For what it's worth:
My household has been using for the last four months a three-stage filter system that includes a coarse particulate filter, an activated-charcoal filter, and a greensand iron/manganese filter.
This filter system is not advertised as reducing water hardness, but in our experience it does. Testing by our local lab shows that unfiltered, our water has a hardness (CaCO3) of around 70 mg/l. Filtered, the hardness is essentially eliminated (the test comes back as "not detected").
The downside? These filters are lasting a fraction of their advertised lifetime for us.
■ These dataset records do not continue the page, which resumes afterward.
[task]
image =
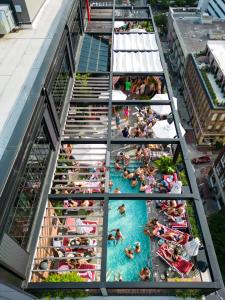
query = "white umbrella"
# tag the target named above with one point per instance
(192, 247)
(89, 154)
(137, 30)
(119, 24)
(162, 129)
(163, 109)
(118, 95)
(176, 188)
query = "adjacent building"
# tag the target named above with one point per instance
(204, 92)
(188, 32)
(215, 8)
(217, 179)
(75, 111)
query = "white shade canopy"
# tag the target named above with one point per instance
(118, 24)
(89, 154)
(164, 97)
(135, 42)
(162, 129)
(192, 247)
(139, 30)
(118, 95)
(137, 62)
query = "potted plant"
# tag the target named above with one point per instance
(165, 165)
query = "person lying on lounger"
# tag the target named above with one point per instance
(129, 253)
(171, 254)
(145, 274)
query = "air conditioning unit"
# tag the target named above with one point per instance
(7, 22)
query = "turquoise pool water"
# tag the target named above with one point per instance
(131, 226)
(123, 184)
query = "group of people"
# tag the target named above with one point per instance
(144, 120)
(144, 175)
(129, 251)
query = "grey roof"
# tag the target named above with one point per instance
(22, 55)
(195, 35)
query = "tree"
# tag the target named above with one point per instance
(161, 22)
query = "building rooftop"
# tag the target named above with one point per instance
(192, 33)
(217, 48)
(22, 56)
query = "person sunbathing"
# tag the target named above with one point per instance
(134, 182)
(118, 235)
(117, 191)
(171, 255)
(176, 211)
(73, 203)
(129, 253)
(130, 175)
(85, 203)
(143, 187)
(122, 209)
(117, 165)
(125, 173)
(138, 153)
(145, 274)
(137, 247)
(152, 228)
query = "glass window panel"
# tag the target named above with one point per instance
(22, 214)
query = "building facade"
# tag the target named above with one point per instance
(217, 179)
(215, 8)
(70, 140)
(188, 32)
(206, 113)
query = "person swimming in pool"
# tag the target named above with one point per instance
(118, 235)
(137, 248)
(122, 209)
(129, 253)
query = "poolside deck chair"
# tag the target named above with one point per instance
(181, 266)
(185, 236)
(88, 273)
(76, 225)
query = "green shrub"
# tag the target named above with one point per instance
(193, 221)
(165, 165)
(216, 225)
(183, 178)
(64, 277)
(209, 86)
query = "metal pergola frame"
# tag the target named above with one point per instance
(193, 195)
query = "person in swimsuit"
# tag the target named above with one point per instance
(122, 209)
(118, 235)
(129, 253)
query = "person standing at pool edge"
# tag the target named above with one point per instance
(118, 235)
(122, 209)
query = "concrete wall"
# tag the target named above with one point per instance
(29, 9)
(33, 7)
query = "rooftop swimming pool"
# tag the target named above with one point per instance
(121, 183)
(131, 226)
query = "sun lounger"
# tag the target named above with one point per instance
(183, 237)
(76, 225)
(89, 275)
(181, 266)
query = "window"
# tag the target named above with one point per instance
(218, 169)
(222, 179)
(214, 116)
(23, 211)
(60, 84)
(223, 160)
(217, 127)
(222, 117)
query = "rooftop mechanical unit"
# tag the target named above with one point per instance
(7, 22)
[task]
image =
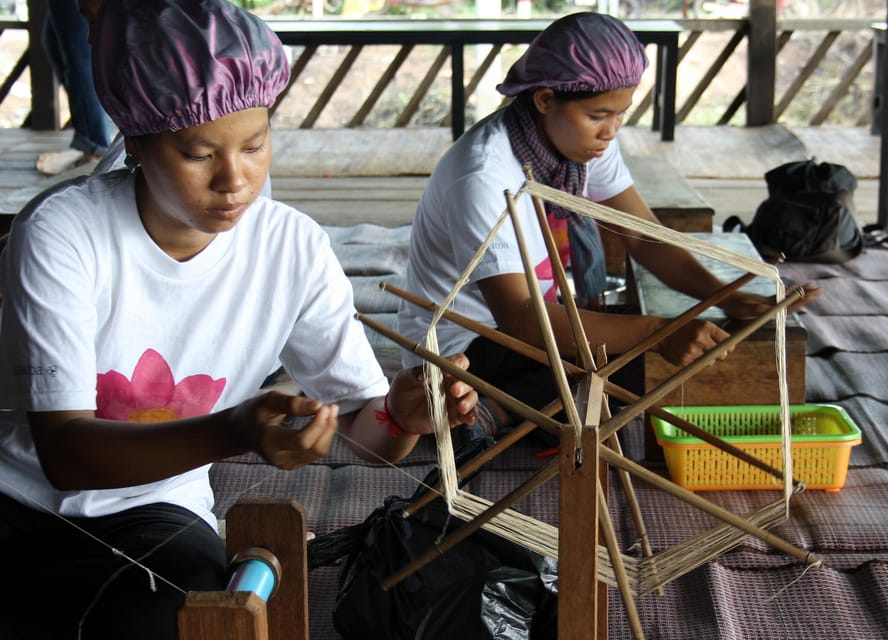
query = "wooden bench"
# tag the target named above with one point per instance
(748, 376)
(675, 202)
(457, 34)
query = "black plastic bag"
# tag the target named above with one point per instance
(808, 215)
(483, 588)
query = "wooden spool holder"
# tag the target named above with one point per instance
(582, 593)
(278, 526)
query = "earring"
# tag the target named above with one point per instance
(131, 163)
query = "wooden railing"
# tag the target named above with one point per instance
(825, 75)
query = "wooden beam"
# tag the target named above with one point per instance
(761, 62)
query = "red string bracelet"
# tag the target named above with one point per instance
(384, 417)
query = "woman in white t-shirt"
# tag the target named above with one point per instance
(142, 310)
(571, 89)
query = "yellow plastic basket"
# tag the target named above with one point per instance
(822, 437)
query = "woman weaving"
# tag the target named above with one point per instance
(142, 310)
(571, 89)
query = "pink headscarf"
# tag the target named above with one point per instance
(581, 52)
(165, 65)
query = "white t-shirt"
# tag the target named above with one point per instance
(96, 316)
(462, 202)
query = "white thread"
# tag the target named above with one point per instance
(543, 538)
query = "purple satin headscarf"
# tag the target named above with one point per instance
(581, 52)
(165, 65)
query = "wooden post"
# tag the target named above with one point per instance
(45, 112)
(280, 528)
(882, 218)
(761, 62)
(582, 611)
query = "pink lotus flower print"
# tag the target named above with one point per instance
(152, 395)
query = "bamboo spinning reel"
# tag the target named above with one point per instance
(589, 437)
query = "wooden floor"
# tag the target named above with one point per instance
(343, 177)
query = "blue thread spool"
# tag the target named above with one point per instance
(255, 570)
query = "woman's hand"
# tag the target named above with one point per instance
(690, 342)
(408, 405)
(261, 423)
(746, 306)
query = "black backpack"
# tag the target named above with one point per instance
(808, 214)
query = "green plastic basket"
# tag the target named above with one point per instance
(822, 437)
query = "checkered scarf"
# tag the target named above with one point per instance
(550, 168)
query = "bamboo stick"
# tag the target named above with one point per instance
(449, 541)
(506, 441)
(610, 541)
(618, 392)
(545, 323)
(482, 386)
(570, 305)
(705, 505)
(679, 377)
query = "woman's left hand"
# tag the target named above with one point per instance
(408, 404)
(747, 306)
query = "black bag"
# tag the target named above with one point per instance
(808, 215)
(484, 582)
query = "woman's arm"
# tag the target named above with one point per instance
(389, 427)
(680, 270)
(508, 297)
(79, 451)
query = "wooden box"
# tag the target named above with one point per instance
(675, 203)
(748, 375)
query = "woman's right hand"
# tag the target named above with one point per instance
(690, 342)
(260, 424)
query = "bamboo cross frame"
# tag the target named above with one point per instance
(611, 425)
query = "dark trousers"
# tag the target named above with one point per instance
(60, 581)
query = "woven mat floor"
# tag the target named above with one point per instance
(752, 592)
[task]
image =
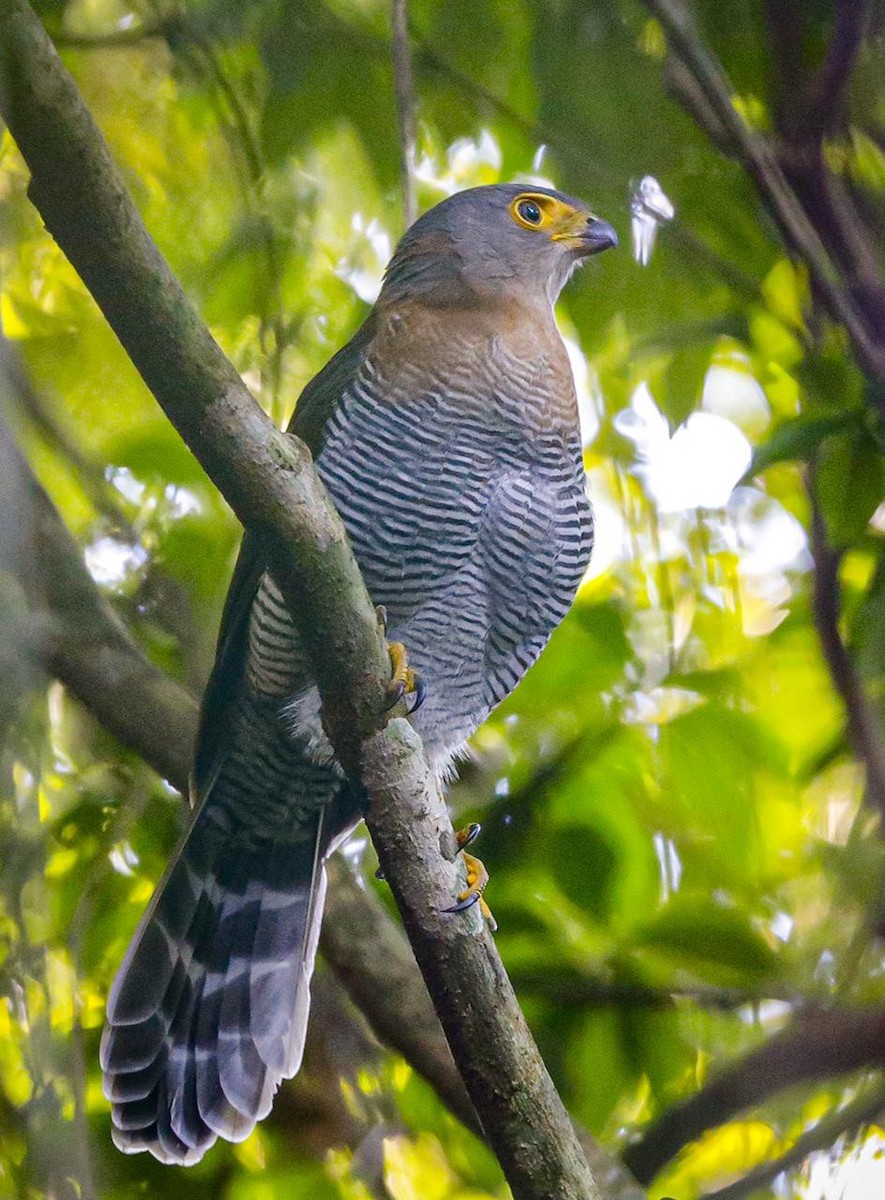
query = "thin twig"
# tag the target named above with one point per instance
(848, 1120)
(404, 89)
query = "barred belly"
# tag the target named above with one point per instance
(473, 534)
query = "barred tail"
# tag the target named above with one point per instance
(209, 1009)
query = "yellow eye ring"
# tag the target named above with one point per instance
(531, 210)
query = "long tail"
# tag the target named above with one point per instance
(209, 1009)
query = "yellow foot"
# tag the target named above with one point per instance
(476, 879)
(404, 679)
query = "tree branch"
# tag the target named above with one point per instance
(270, 481)
(817, 1045)
(864, 727)
(762, 165)
(404, 89)
(825, 97)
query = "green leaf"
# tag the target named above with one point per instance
(800, 437)
(850, 481)
(700, 934)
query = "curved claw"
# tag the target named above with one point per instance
(420, 694)
(468, 837)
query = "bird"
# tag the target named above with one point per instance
(446, 435)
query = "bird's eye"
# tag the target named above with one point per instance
(529, 211)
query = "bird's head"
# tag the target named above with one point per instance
(494, 243)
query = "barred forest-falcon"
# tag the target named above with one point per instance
(446, 433)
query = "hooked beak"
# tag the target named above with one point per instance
(595, 237)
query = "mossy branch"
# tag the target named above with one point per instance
(270, 483)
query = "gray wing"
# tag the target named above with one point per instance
(209, 1009)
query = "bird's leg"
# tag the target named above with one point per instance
(404, 679)
(476, 877)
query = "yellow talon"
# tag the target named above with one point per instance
(404, 678)
(476, 879)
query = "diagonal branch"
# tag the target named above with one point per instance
(817, 1045)
(848, 1120)
(270, 483)
(775, 191)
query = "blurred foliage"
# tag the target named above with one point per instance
(673, 819)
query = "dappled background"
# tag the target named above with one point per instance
(680, 803)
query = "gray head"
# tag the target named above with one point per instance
(494, 243)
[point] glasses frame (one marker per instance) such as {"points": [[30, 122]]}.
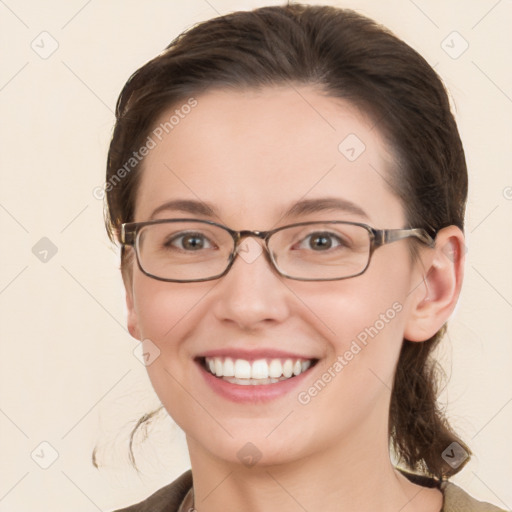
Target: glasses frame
{"points": [[378, 238]]}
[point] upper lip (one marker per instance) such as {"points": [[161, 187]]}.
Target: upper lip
{"points": [[251, 355]]}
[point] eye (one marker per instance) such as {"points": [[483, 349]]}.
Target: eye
{"points": [[189, 241], [322, 241]]}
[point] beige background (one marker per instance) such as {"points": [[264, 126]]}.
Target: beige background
{"points": [[69, 378]]}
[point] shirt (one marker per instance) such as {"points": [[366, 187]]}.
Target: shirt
{"points": [[178, 497]]}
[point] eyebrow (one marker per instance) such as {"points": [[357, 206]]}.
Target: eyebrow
{"points": [[302, 207]]}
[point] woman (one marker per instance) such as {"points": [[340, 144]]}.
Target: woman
{"points": [[288, 186]]}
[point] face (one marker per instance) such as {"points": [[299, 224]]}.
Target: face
{"points": [[251, 156]]}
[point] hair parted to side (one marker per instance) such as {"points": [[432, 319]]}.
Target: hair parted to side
{"points": [[345, 55]]}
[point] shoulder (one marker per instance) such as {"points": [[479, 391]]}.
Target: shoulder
{"points": [[458, 500], [167, 499]]}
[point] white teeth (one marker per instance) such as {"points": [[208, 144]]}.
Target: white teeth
{"points": [[260, 371], [242, 369], [288, 368], [228, 369], [275, 368]]}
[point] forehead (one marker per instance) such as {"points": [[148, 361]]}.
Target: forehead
{"points": [[252, 153]]}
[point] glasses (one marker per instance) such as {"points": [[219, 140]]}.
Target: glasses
{"points": [[190, 250]]}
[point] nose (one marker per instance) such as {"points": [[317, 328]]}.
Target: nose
{"points": [[252, 293]]}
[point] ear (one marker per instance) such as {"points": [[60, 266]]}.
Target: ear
{"points": [[132, 318], [442, 270]]}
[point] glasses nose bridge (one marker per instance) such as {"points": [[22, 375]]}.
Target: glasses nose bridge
{"points": [[240, 236]]}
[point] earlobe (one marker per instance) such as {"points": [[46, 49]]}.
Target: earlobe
{"points": [[132, 319], [441, 269]]}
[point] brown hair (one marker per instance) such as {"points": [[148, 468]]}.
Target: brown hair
{"points": [[347, 56]]}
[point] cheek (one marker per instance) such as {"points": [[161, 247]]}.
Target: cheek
{"points": [[162, 308]]}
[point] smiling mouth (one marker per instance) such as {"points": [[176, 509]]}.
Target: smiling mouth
{"points": [[254, 373]]}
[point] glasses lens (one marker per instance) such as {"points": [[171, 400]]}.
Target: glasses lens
{"points": [[321, 250], [184, 250]]}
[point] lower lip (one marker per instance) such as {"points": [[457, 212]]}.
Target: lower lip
{"points": [[251, 393]]}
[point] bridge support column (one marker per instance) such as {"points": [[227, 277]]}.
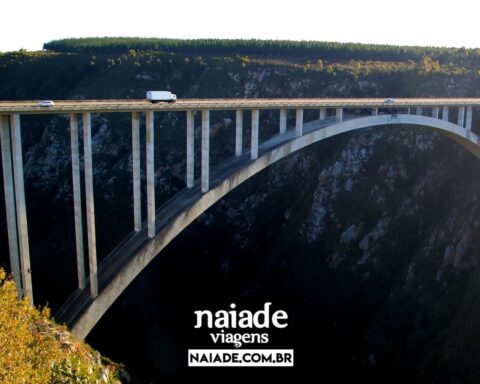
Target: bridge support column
{"points": [[77, 200], [323, 114], [22, 226], [238, 132], [8, 187], [137, 204], [445, 111], [149, 125], [299, 122], [254, 142], [468, 124], [461, 116], [283, 121], [190, 149], [205, 150], [339, 115], [92, 246]]}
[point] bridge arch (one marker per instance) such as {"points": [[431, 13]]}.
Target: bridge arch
{"points": [[196, 202]]}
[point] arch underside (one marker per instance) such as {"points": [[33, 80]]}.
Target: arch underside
{"points": [[135, 252]]}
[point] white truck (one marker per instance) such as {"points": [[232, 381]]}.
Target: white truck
{"points": [[158, 96]]}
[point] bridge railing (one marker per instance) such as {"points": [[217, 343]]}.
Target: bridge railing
{"points": [[13, 177]]}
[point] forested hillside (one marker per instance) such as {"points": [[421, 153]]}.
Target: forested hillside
{"points": [[373, 235]]}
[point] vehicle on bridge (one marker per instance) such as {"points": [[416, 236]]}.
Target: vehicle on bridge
{"points": [[158, 96], [46, 103]]}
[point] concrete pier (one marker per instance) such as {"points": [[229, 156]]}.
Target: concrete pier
{"points": [[17, 157], [89, 203], [254, 139], [323, 114], [238, 132], [205, 150], [77, 200], [339, 115], [190, 149], [468, 123], [445, 113], [150, 155], [299, 122], [461, 116], [137, 195], [283, 121], [10, 201]]}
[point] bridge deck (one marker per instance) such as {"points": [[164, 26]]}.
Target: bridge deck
{"points": [[72, 106]]}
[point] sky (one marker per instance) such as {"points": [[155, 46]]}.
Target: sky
{"points": [[28, 24]]}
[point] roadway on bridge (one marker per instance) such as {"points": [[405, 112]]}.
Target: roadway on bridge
{"points": [[72, 106]]}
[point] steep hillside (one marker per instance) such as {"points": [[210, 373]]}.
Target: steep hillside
{"points": [[372, 235]]}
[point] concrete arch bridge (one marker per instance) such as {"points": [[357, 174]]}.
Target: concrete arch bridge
{"points": [[109, 278]]}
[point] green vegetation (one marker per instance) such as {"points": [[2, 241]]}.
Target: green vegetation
{"points": [[36, 350], [289, 48]]}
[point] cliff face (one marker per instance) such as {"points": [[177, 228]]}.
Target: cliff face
{"points": [[373, 235]]}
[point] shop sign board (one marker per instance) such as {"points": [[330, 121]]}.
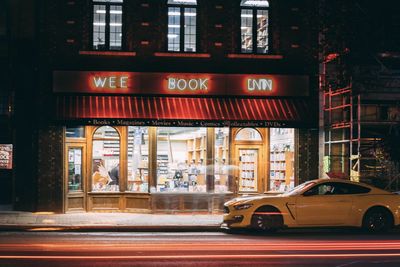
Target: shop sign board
{"points": [[135, 83], [6, 156]]}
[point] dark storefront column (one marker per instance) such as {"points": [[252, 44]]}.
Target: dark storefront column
{"points": [[307, 163], [210, 160], [50, 191]]}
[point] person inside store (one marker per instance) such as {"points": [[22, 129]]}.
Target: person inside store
{"points": [[114, 174]]}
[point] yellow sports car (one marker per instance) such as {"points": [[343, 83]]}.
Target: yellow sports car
{"points": [[316, 203]]}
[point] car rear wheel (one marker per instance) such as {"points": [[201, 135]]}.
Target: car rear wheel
{"points": [[269, 221], [377, 220]]}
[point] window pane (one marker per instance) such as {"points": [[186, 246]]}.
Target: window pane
{"points": [[222, 169], [75, 132], [181, 154], [105, 154], [247, 30], [262, 31], [115, 27], [99, 27], [190, 29], [255, 3], [281, 159], [174, 28], [74, 169], [248, 170], [138, 159], [248, 134]]}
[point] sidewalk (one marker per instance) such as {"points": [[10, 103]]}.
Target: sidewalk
{"points": [[14, 220]]}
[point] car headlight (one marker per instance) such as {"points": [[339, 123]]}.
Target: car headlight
{"points": [[242, 206]]}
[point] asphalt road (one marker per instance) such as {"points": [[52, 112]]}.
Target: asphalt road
{"points": [[295, 248]]}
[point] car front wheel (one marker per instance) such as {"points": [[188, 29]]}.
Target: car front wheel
{"points": [[377, 220], [266, 222]]}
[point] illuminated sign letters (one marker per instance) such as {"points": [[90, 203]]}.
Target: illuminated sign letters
{"points": [[187, 84], [259, 84], [112, 82]]}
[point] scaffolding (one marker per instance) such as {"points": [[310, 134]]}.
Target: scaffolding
{"points": [[358, 123]]}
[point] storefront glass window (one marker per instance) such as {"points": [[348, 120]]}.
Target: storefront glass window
{"points": [[75, 132], [138, 159], [248, 134], [181, 157], [105, 159], [75, 169], [222, 169], [281, 159]]}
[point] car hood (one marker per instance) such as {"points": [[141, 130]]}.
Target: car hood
{"points": [[245, 199]]}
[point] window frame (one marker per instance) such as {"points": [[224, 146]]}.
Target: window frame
{"points": [[182, 7], [254, 10], [107, 26]]}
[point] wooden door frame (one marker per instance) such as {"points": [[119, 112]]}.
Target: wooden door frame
{"points": [[263, 145], [84, 178]]}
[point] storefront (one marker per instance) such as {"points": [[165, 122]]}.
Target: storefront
{"points": [[177, 141]]}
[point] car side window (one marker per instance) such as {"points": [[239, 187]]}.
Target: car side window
{"points": [[321, 189], [348, 189]]}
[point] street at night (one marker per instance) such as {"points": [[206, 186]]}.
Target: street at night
{"points": [[287, 248]]}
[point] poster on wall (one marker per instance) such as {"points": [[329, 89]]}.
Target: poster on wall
{"points": [[6, 156]]}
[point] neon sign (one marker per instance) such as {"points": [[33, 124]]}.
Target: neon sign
{"points": [[110, 82], [259, 84], [187, 84]]}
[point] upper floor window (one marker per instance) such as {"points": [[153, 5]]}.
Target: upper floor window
{"points": [[182, 25], [254, 26], [107, 24]]}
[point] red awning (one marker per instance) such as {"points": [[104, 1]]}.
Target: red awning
{"points": [[183, 108]]}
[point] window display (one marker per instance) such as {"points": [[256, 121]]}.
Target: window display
{"points": [[248, 170], [138, 159], [223, 179], [248, 134], [181, 154], [281, 159], [75, 132], [74, 169], [254, 27], [105, 159]]}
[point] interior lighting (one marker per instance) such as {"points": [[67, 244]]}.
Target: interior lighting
{"points": [[190, 14]]}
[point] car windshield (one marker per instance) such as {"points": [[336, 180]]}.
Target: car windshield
{"points": [[298, 189]]}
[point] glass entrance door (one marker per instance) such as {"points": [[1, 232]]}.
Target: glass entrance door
{"points": [[248, 170], [75, 177]]}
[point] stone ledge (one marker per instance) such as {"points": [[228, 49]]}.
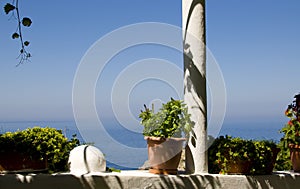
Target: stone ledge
{"points": [[143, 179]]}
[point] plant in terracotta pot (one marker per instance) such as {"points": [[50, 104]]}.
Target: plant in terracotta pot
{"points": [[291, 130], [265, 157], [235, 155], [165, 132], [228, 155]]}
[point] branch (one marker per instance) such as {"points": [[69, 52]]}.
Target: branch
{"points": [[26, 22]]}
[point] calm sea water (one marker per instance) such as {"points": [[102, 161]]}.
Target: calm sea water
{"points": [[248, 130]]}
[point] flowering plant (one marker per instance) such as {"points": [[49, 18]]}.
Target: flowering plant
{"points": [[292, 129]]}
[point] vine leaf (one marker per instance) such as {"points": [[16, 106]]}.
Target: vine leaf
{"points": [[15, 36], [26, 21], [8, 7], [26, 43]]}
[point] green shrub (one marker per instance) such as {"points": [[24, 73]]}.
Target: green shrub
{"points": [[40, 143]]}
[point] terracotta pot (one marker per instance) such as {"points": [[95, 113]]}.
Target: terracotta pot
{"points": [[164, 154], [17, 162], [295, 156]]}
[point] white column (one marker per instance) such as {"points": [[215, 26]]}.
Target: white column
{"points": [[193, 24]]}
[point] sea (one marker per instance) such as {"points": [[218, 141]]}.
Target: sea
{"points": [[127, 150]]}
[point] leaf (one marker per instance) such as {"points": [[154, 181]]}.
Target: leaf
{"points": [[15, 36], [26, 43], [26, 21], [8, 7]]}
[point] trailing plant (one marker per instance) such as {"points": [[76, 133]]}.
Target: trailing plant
{"points": [[265, 156], [291, 130], [226, 151], [172, 120], [40, 143], [13, 8], [231, 150]]}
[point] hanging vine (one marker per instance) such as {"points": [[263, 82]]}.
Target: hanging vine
{"points": [[13, 9]]}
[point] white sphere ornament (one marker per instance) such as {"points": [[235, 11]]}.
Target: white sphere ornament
{"points": [[86, 159]]}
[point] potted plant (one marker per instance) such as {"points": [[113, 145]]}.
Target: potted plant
{"points": [[235, 155], [165, 132], [291, 130], [265, 157], [228, 155], [35, 149]]}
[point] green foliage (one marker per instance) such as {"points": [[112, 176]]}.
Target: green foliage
{"points": [[172, 120], [26, 22], [283, 160], [9, 7], [226, 150], [40, 143], [265, 156], [15, 35], [291, 130]]}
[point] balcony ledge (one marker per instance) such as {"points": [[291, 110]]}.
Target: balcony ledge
{"points": [[143, 179]]}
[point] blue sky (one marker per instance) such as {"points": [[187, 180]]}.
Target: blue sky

The manufacturer tells us that the filters should work for 90,000 gallons, given our water condition (around 100 mg/l TDS, which apparently is the biggest thing they worry about in terms of effect on the filter, other than the substances actually being filtered). But in practice, we are seeing the efficacy of the filters reduced quickly under use, requiring replacement after around 9,000 gallons. I.e. they last only a tenth of the time they are advertised to.
The manufacturer has told us that they don't expect for the water hardness to be a problem, but they also say that the filters shouldn't be removing hardness from the water. My interpretation of our experience is that they are mistaken on both fronts, leading to the CaCO3 getting caught by the Fe/Mn filter, causing it to be saturated much more quickly than expected.
For us, the cost of the filter is high enough that we are looking into alternatives (but we're hoping to find a salt-free option). But depending on one's goals and existing hardness levels, it might be worth a try. The initial install cost was very low (the filter housing and three filters included is only about US$500). A salt-based system will be much less expensive, but our experience shows that it is possible to remove hardness without salt, albeit at increased expense (and since the bulk of the expense is the filter cartridge, an on-going expense, it will eventually exceed the cost of most other options, including reverse-osmosis).